THE record libel damages of 750,000 awarded to multimillionaire businessman Denis O'Brien in the High Court last week "reinforce the case" for reform of Ireland's defamation laws, Labour leader Pat Rabbitte has said.
Rabbitte said there was "no doubt" that O'Brien was very seriously libelled but, "to a lay-person, it seems extraordinary that the jury could not be made aware that an award made previously by a jury in the same court on the same issue had been overturned by the Supreme Court on the grounds that it was excessive".
The result of this, he said, was the jury last Thursday making an award almost three times as great as that overturned by the Supreme Court as excessive.
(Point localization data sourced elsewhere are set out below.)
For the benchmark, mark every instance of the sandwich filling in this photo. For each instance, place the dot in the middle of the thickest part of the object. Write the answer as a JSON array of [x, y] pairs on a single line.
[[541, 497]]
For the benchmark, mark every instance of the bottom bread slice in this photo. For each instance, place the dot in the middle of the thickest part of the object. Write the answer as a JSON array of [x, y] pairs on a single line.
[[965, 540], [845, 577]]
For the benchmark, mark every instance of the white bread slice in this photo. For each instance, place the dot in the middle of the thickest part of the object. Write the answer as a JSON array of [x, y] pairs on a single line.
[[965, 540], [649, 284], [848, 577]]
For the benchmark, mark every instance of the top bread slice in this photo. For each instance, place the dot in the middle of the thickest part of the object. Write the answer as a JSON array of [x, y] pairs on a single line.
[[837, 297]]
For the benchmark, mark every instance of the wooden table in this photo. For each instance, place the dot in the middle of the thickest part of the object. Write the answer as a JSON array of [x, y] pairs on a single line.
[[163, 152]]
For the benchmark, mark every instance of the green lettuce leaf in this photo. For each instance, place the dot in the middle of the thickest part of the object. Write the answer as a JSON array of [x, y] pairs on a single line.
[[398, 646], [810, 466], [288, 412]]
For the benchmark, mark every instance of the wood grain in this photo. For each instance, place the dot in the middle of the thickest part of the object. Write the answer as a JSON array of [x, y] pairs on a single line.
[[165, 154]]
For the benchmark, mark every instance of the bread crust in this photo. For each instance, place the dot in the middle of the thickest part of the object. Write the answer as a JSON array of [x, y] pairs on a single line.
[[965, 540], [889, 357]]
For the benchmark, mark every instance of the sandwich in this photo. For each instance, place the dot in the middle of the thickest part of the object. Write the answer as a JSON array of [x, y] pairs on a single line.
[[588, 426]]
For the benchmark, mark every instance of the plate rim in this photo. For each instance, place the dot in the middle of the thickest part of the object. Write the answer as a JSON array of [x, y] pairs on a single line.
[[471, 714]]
"The extraordinary thing is that, more than six months ago, justice minister Michael McDowell published a Defamation Bill that would have allowed a judge in a libel case to give guidance to the jury as to the quantum of damages that might be awarded, " he said. "The Defamation Bill is largely uncontroversial, but it has made no progress because the government insists on linking it to a Privacy Bill that is seriously flawed and that has raised very genuine concerns among the media."
The Labour leader said that if it remained the government's position that the two pieces of legislation must proceed in tandem, then McDowell must "urgently address the shortcomings in his Privacy Bill to allow the early enactment of these two bills at the earliest possible date".